MOSCOW, August 22. /TASS/. Moscow expects Ukrainian President Vladimir Zelensky to send signals in real life instead of social media, Russian Foreign Ministry Spokeswoman Maria Zakharova wrote on Facebook on Thursday.
"As for signals, they are expected of you, though not on social media but in real life," she said, commenting on the Ukrainian president’s statement that Russia could return to the G8 and take its place "on the agenda of high diplomacy" once Crimea became part of Ukraine again and the conflict in Donbass ended. Zelensky also said that Russia had to send serious signals for peace.
Zakharova pointed out that if "high diplomacy" referred to international platforms and forums, including the United Nations Security Council, "then Russia takes part in outlining and implementing the global political agenda." The Russian diplomat added that "a UN Security Council’s resolution approved the Minsk Agreements" so Ukraine "is obliged to comply with them."
Russia and G7
US President Donald Trump told reporters on Tuesday that "it’s much more appropriate to have Russia in" [the G8]. According to a senior US administration official cited by CNN, Trump and his French counterpart Emmanuel Macron held a telephone conversation on Tuesday and agreed that the Russian president should be invited to the G7 summit in 2020. According to CNN, Trump plans to broach the topic at a G7 summit scheduled to take place in Biarritz, France, on August 24-26.
The G7 is a group of industrialized nations that includes Canada, France, Germany, Italy, Japan, the United Kingdom and the United States. The group was renamed the G8 in 1997 when Russia joined the club. However, following the 2014 events in Ukraine that created a crisis in relations between Russia and the West, the group’s western members decided to revert to the G7 model.
On August 21, Russian Foreign Minister Sergey Lavrov said that Moscow was ready to consider initiatives concerning the revival of the G8 platform if the G7 countries put any forward.

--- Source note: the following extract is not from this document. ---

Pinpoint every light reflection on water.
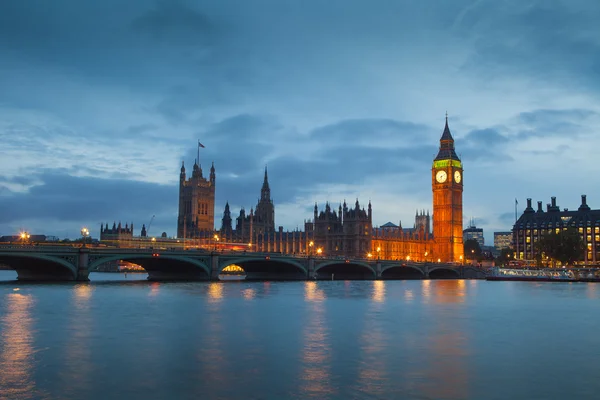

Lavrov pointed out that earlier in the week, Russian President Vladimir Putin had said at a joint press conference with his French counterpart Emmanuel Macron that the G8 did not exist. "There is the G7 group, its members make decisions among them. If any of the decisions they make suggests sending a message to Russia, we will consider it and respond to it," the Russian top diplomat said when asked about the possibility of restoring the G8.